05 octubre 2009

Una casa en ruinas

El futuro de "Dollhouse" es muy poco halagüeño, y no ya creativamente, donde no termina de explotar los destellos de interés que surgen aquí y allá, sino en el aspecto que más duele: el de las audiencias. Su renovación por una segunda temporada debió ser la mayor sorpresa del verano, y se basó sobre todo en los datos de reserva del DVD de los primeros 13 capítulos y en las audiencias de los visionados de cada episodio en diferido (es decir, grabados y vistos más tarde). Los dos primeros episodios de esta nueva, y milagrosa, entrega no van mucho mejor y, de hecho, apuntan a los peores temores de los whedonistas; el del pasado viernes reunió algo más de dos millones de espectadores y, lo que es aún más doloroso, fue superado por el estreno, en Syfy, de "Stargate Universe".

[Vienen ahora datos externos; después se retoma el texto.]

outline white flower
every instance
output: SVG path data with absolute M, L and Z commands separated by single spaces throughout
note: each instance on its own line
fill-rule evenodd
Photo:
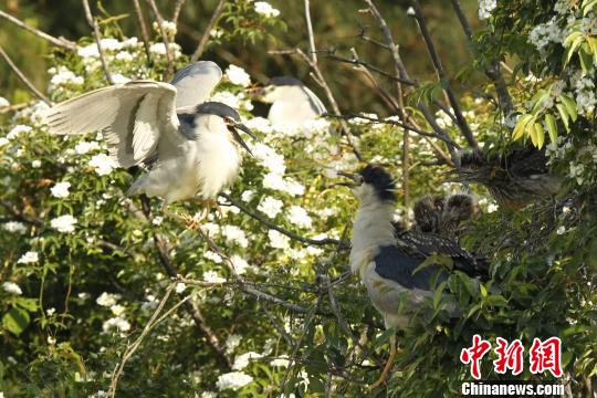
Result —
M 4 292 L 8 292 L 10 294 L 15 294 L 15 295 L 23 294 L 23 291 L 21 290 L 21 287 L 19 287 L 17 283 L 4 282 L 2 283 L 2 289 L 4 290 Z
M 479 19 L 486 20 L 498 7 L 498 0 L 479 0 Z
M 114 82 L 114 84 L 124 84 L 130 82 L 130 78 L 126 77 L 121 73 L 114 73 L 112 75 L 112 81 Z
M 203 258 L 213 261 L 216 264 L 219 264 L 222 262 L 222 258 L 220 256 L 220 254 L 212 252 L 211 250 L 207 250 L 203 253 Z
M 151 223 L 154 226 L 161 226 L 161 222 L 164 222 L 164 217 L 161 216 L 156 216 L 154 217 L 154 219 L 151 220 Z
M 50 221 L 50 226 L 59 232 L 70 233 L 74 231 L 76 219 L 71 214 L 60 216 Z
M 107 320 L 102 325 L 102 329 L 105 333 L 109 332 L 113 328 L 117 328 L 121 332 L 127 332 L 127 331 L 130 331 L 130 324 L 125 318 L 117 316 L 117 317 Z
M 229 242 L 235 242 L 241 248 L 247 248 L 249 245 L 249 240 L 247 239 L 247 235 L 244 234 L 244 231 L 241 230 L 237 226 L 223 226 L 222 229 L 222 235 L 226 238 Z
M 54 198 L 66 198 L 69 196 L 69 188 L 71 188 L 71 182 L 69 181 L 62 181 L 54 185 L 52 188 L 50 188 L 50 191 L 52 192 L 52 196 Z
M 19 136 L 21 133 L 29 133 L 33 128 L 31 126 L 25 125 L 17 125 L 12 127 L 12 129 L 7 134 L 7 139 L 14 139 L 17 136 Z
M 223 36 L 223 33 L 224 32 L 221 29 L 212 29 L 209 31 L 209 35 L 213 39 L 220 39 L 221 36 Z
M 226 77 L 230 83 L 248 87 L 251 84 L 251 76 L 244 70 L 237 65 L 229 65 L 226 70 Z
M 284 203 L 282 202 L 282 200 L 274 199 L 272 197 L 265 197 L 265 199 L 263 199 L 261 203 L 259 203 L 258 210 L 262 213 L 265 213 L 265 216 L 268 216 L 269 218 L 275 218 L 275 216 L 277 216 L 282 211 L 283 206 Z
M 495 205 L 495 203 L 490 203 L 490 205 L 488 206 L 488 212 L 489 212 L 489 213 L 492 213 L 492 212 L 494 212 L 494 211 L 496 211 L 496 210 L 498 210 L 498 205 Z
M 73 71 L 65 66 L 60 66 L 57 73 L 50 80 L 50 90 L 63 84 L 82 85 L 85 80 L 82 76 L 77 76 Z
M 265 18 L 275 18 L 280 15 L 280 11 L 265 1 L 255 1 L 255 12 Z
M 102 305 L 102 306 L 113 306 L 113 305 L 116 305 L 116 301 L 121 298 L 121 296 L 118 294 L 113 294 L 113 293 L 107 293 L 107 292 L 104 292 L 102 293 L 96 300 L 95 302 L 98 304 L 98 305 Z
M 112 170 L 118 167 L 116 161 L 106 154 L 94 155 L 88 165 L 95 168 L 95 172 L 100 176 L 107 176 Z
M 230 258 L 230 261 L 232 262 L 234 271 L 237 271 L 239 275 L 243 275 L 244 273 L 247 273 L 247 270 L 251 268 L 251 265 L 249 265 L 249 263 L 238 254 L 232 255 Z
M 96 142 L 80 142 L 74 149 L 78 155 L 85 155 L 91 150 L 100 149 L 100 144 Z
M 232 334 L 232 335 L 228 336 L 228 338 L 226 339 L 226 343 L 224 343 L 226 352 L 228 354 L 232 353 L 234 349 L 237 349 L 237 347 L 239 346 L 241 341 L 242 341 L 241 335 Z
M 272 362 L 270 362 L 270 365 L 276 367 L 289 367 L 289 359 L 286 358 L 286 356 L 281 356 L 279 358 L 272 359 Z
M 287 213 L 289 221 L 298 228 L 313 227 L 313 220 L 307 214 L 306 210 L 300 206 L 292 206 Z
M 18 264 L 29 264 L 40 261 L 40 256 L 38 255 L 38 252 L 28 251 L 21 258 L 19 261 L 17 261 Z
M 203 281 L 208 283 L 224 283 L 226 277 L 220 276 L 216 271 L 206 271 L 203 272 Z
M 256 359 L 261 357 L 263 357 L 263 355 L 254 353 L 254 352 L 249 352 L 249 353 L 239 355 L 238 357 L 234 358 L 232 370 L 242 370 L 249 365 L 249 359 Z
M 226 389 L 238 390 L 253 381 L 253 378 L 242 371 L 231 371 L 218 377 L 218 389 L 220 391 Z
M 121 304 L 114 304 L 109 307 L 109 311 L 116 316 L 121 316 L 125 312 L 125 306 Z
M 241 193 L 241 200 L 249 202 L 251 201 L 251 199 L 253 199 L 254 196 L 255 196 L 254 191 L 247 189 L 245 191 Z
M 270 244 L 274 249 L 289 249 L 290 238 L 275 230 L 268 231 L 268 238 L 270 238 Z
M 2 228 L 9 232 L 14 232 L 14 233 L 25 233 L 27 232 L 27 227 L 24 223 L 22 222 L 19 222 L 19 221 L 9 221 L 7 223 L 3 223 L 2 224 Z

Lógicamente, esto parece acarrear un hundimiento no como el del Titanic, sino más en la línea de "Crónica de una muerte anunciada". Y Fox no tiene toda la culpa de ello. Al fin y al cabo, le concedieron una segunda oportunidad cuando lo más normal es que la hubieran cancelado antes de tener que verla arrastrándose por la parrilla de la noche del viernes, hasta que tenga que terminar pidiendo un descabello misericordioso. Es cierto que su empeño en que los primeros episodios fueran autoconclusivos (que no es el fuerte de Joss Whedon) y las reticencias ante el piloto original terminaron teniendo consecuencias, pero es que luego no han podido sacudirse de encima la pobre impresión de esos primeros capítulos. Como dijimos en su momento, el problema no es que fueran autoconclusivos, sino que sus historias eran muy flojas, y la trama prometida del despertar de Echo hacia su propia identidad, que podía compensar esos arcos cerrados, tampoco terminaba de convencer.

Es cierto que la segunda temporada tiene un pequeño obstáculo que se llama "Epitaph One". Ese episodio rodado para el DVD, que iba a ser el cierre de la serie en el caso de que la hubieran cancelado, marca un futuro y arroja una sombra sobre algunas de las decisiones de los personajes que les confiere otro aire, cierta sensación de inevitabilidad y de catástrofe (especialmente, esto se ve en algunas cosas que hace Topher), pero ese capítulo no se ha emitido en televisión, así que los guionistas deben implicar algunos detalles del futuro que espera a la Casa de Muñecas (y al resto del mundo) en 2019 sin espantar a los espectadores que no lo han visto (que no sé si serán muchos de los pocos que siguen semanalmente la serie). Con ese futuro en el horizonte, acciones anodinas y al azar adoptan un cariz mucho menos inocuo, pero no pasan de ser pequeños destellos (como el "despertar" de Whiskey) en unas tramas que vuelven a caer en la falta de interés de la primera temporada.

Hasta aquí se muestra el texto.